O consultor-geral em exercício da Conorf, Flávio Luz, avalia que o cenário fiscal para 2021 depende de quanto será investido no auxílio emergencial e do resultado da campanha de vacinação. Ele lembra que, além do teto de gastos, o governo federal deve observar a meta fiscal, fixada este ano em R$ 247 bilhões. Eventuais ações implementadas por meio de medidas provisórias não impactam o teto, mas sim essa meta definida na Lei de Diretrizes Orçamentárias (LDO).

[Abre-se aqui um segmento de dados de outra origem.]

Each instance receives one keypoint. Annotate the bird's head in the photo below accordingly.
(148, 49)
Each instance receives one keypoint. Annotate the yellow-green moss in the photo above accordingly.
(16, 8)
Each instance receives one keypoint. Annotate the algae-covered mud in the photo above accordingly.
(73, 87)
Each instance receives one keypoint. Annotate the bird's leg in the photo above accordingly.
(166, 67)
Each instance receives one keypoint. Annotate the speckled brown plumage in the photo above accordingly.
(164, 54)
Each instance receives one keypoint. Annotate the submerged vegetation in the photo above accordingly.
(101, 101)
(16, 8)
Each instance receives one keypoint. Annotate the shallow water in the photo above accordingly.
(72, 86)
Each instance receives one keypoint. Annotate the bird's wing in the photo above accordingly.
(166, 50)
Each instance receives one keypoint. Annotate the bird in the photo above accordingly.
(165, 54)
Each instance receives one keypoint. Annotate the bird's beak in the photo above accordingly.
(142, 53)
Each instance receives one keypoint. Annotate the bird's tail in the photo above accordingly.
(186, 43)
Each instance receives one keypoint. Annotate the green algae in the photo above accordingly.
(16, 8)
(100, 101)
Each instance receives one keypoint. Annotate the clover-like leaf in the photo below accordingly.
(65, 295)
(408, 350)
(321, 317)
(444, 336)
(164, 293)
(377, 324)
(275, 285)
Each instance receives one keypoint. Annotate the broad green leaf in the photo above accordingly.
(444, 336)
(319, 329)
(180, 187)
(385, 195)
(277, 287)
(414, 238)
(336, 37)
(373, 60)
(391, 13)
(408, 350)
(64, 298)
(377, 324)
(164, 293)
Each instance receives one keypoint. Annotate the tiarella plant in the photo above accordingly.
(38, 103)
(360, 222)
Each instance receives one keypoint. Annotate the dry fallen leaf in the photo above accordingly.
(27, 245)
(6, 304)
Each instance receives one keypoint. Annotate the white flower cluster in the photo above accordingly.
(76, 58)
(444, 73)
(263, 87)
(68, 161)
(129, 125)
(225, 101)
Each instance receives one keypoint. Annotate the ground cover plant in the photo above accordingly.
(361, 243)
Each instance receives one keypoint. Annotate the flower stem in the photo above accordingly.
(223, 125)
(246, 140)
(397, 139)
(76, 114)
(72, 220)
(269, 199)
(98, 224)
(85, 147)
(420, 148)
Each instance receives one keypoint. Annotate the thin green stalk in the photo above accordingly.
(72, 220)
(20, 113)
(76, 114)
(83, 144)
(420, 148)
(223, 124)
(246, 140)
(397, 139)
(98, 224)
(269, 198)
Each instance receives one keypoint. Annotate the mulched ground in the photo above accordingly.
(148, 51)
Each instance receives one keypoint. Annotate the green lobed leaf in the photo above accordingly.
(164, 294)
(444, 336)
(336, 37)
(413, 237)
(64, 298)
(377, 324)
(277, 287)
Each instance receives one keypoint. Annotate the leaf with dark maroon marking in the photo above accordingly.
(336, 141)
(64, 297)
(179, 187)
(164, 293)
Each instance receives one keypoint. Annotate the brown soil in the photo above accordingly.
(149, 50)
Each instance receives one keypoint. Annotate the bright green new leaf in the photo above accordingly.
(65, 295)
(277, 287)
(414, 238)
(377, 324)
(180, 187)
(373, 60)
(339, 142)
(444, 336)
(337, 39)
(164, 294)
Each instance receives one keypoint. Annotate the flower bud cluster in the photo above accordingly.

"O último relatório de avaliação de receitas e despesas primárias do Ministério da Economia mostra uma leve recuperação em termos de receitas. A situação fiscal é delicada e exige acompanhamento e ação rápida por parte do Executivo. Uma questão importante nesse sentido é a tramitação do PLP 10/2021, que voltou ao Senado após alteração na Câmara. Esse projeto traz medidas de alívio para o endividamento de estados, Distrito Federal e municípios, bem como a possibilidade de utilização de saldos de recursos financeiros dos fundos de saúde e de assistência social estaduais e municipais. Estima-se que o alcance financeiro, apenas dos fundos de saúde, é de aproximadamente R$ 23,8 bilhões, sendo R$ 9,5 bilhões para os estados e o Distrito Federal e e R$ 14,3 bilhões para os municípios", explica Flávio Luz.